Load table table1 in keyspace ks1 from a gzipped CSV file by unzipping it to stdout and piping to stdin of dsbulk:
gzcat table1.csv.gz | dsbulk load -k ks1 -t table1
Specify a few hosts (initial contact points) that belong to the desired cluster and load from a local file, without headers. Map field indices of the input to table columns with -m:
dsbulk load -url ~/export.csv -k ks1 -t table1 -h '10.200.1.3, 10.200.1.4' -header false -m '0=col1,1=col3'
Specify port 9876 for the cluster hosts and load from an external source URL:
dsbulk load -url https://192.168.1.100/data/export.csv -k ks1 -t table1 -h '10.200.1.3,10.200.1.4' -port 9876
Load all csv files from a directory. The files do not have a header row, -header false. Map field indices of the input to table columns with -m:
dsbulk load -url ~/export-dir -k ks1 -t table1 -header false -m '0=col1,1=col3'
Specify a file that contains a list of multiple, well-formed URLs for the CSV or JSON data files to load:
dsbulk load --connector.json.urlfile "my/local/multiple-input-data-urls.txt" -k ks1 -t table1 -h '10.200.1.3'
Load data using a CQL query and include TTL values from the input data:
dsbulk load -query 
  "INSERT INTO dsbulkblog.iris_with_id
    (sepal_length,sepal_width,petal_length,petal_width,species,id) 
    VALUES (:sepal_length,:sepal_width,:petal_length,:petal_width,:species,:id) 
    USING TTL :ttl_to_use" 
Load data using a field-to-column mapping. The example also shows how a function call can be used to apply a function to one or more fields before mapping to a single column named odd_column:
dsbulk load 
  -url /tmp/dsbulkblog/iris.csv 
  -k dsbulkblog 
  -t iris_with_id 
  --schema.mapping "sepal_length = sepal_length, sepal_width = sepal_width, petal_length = petal_length, 
    petal_width = petal_width, species = species, id = id, max(sepal_length, petal_length) = odd_column"
With default port for cluster hosts, keyspace, table, and mapping set in conf/application.conf:
dsbulk load -url https://192.168.1.100/data/export.csv -h '10.200.1.3,10.200.1.4'
Load table table1 in keyspace ks1 from a CSV file, where double-quote characters in fields are escaped with a double-quote; for example, "f1","value with ""quotes"" and more" is a line in the CSV file:
dsbulk load -url ~/export.csv -k ks1 -t table1 -escape '\"'
Loading collections to a table has some specific helpful simplification.

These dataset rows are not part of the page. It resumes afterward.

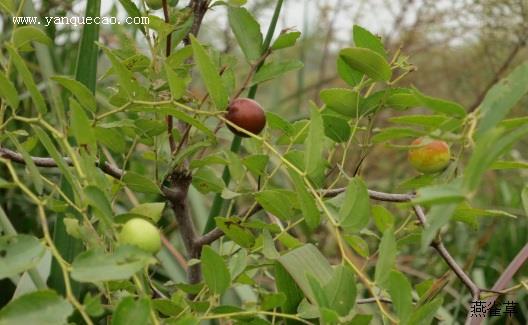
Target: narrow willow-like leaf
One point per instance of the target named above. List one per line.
(210, 75)
(86, 66)
(215, 271)
(247, 32)
(27, 78)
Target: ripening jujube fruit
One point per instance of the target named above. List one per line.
(141, 233)
(428, 155)
(246, 114)
(155, 4)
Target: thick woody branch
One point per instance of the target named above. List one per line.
(50, 163)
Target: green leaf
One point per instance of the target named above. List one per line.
(127, 82)
(341, 290)
(40, 307)
(400, 291)
(286, 285)
(440, 105)
(80, 91)
(215, 271)
(19, 253)
(305, 260)
(317, 291)
(95, 265)
(177, 82)
(313, 157)
(272, 300)
(336, 128)
(140, 183)
(383, 218)
(343, 101)
(205, 180)
(235, 231)
(130, 311)
(256, 164)
(354, 214)
(25, 34)
(81, 127)
(153, 211)
(178, 114)
(27, 78)
(210, 75)
(347, 74)
(278, 202)
(364, 38)
(285, 40)
(358, 244)
(367, 61)
(501, 98)
(8, 91)
(306, 201)
(387, 257)
(274, 69)
(247, 32)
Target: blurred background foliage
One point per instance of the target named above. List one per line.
(460, 49)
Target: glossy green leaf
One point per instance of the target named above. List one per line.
(95, 265)
(8, 91)
(354, 214)
(341, 290)
(285, 40)
(27, 78)
(387, 257)
(25, 34)
(368, 62)
(215, 271)
(130, 311)
(343, 101)
(306, 201)
(502, 97)
(80, 91)
(383, 218)
(140, 183)
(278, 202)
(18, 254)
(304, 260)
(358, 244)
(210, 75)
(274, 69)
(336, 128)
(44, 307)
(348, 74)
(81, 126)
(364, 38)
(313, 159)
(247, 32)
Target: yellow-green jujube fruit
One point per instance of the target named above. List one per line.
(141, 233)
(429, 156)
(155, 4)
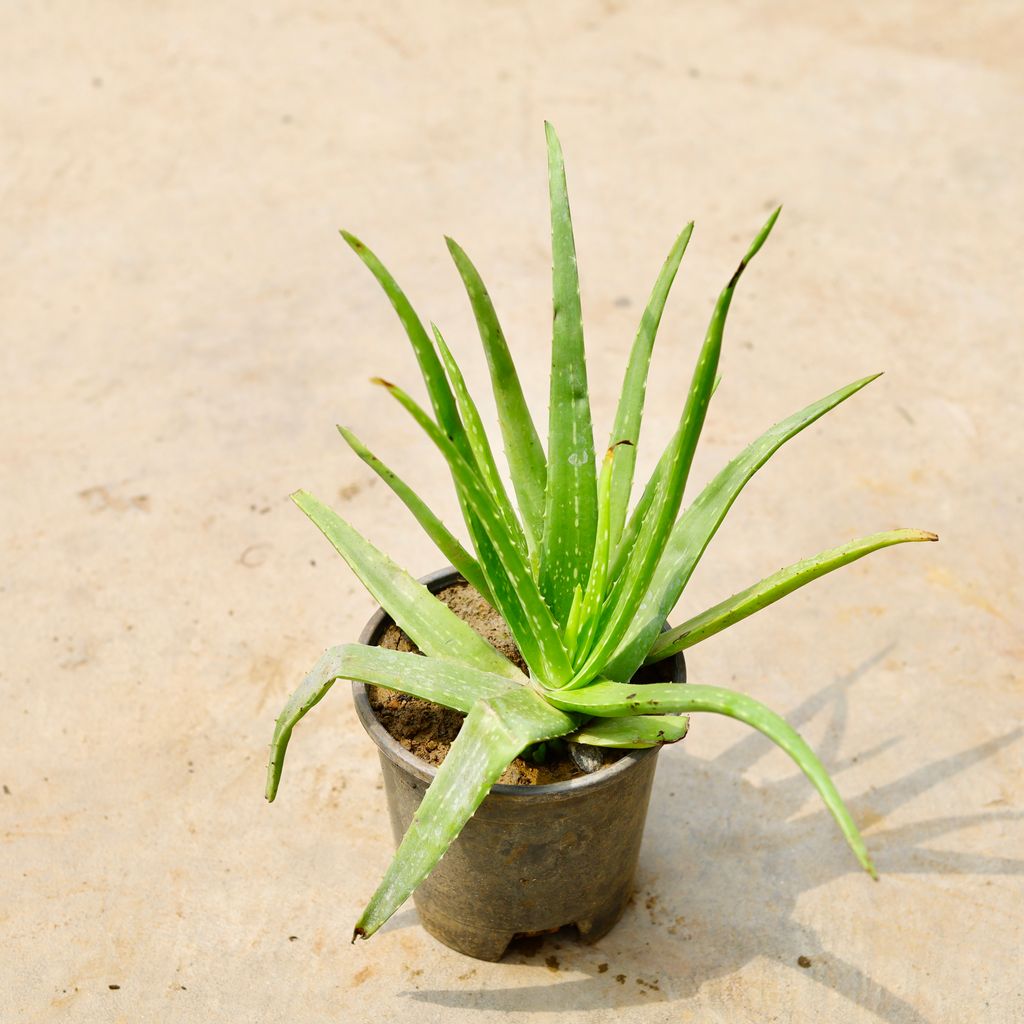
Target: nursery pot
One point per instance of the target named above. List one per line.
(532, 858)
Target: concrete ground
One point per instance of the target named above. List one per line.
(182, 328)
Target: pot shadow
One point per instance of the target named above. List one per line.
(757, 860)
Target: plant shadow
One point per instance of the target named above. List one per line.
(740, 897)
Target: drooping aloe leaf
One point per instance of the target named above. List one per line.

Collections inside a CSV file can either contain valid JSON or simpler non-compliant JSON. For example, for the following table:
CREATE TABLE t1 (col1 set<int> PRIMARY KEY, col2 list<int>, col3 map<text,int>);
This pipe-delimited CSV file contains valid JSON and could be loaded:
col1|col2|col3
[1,2,3]|[1,2,3]|{"key1":1,"key2":2}
or this similar CSV file could also be loaded:
col1|col2|col3
1,2,3|1,2,3|"key1":1,"key2":2
Notice that the surrounding brackets and braces are omitted from the valid JSON in the third column.
Important: Simplification of the JSON data will not work for nested collections. If your table has a column col4 of type list<list<int>>, only the outermost structure can omit the surrounding characters. For example:
col1,col2,col3,col4
[1,2,3]|[1,2,3]|{"key1":1,"key2":2}|[[1,2,3],[4,5,6]]
can be simplifed to:
col1,col2,col3,col4
1,2,3|1,2,3|"key1":1,"key2":2|[1,2,3],[4,5,6]
but the inner list items cannot be simplified further.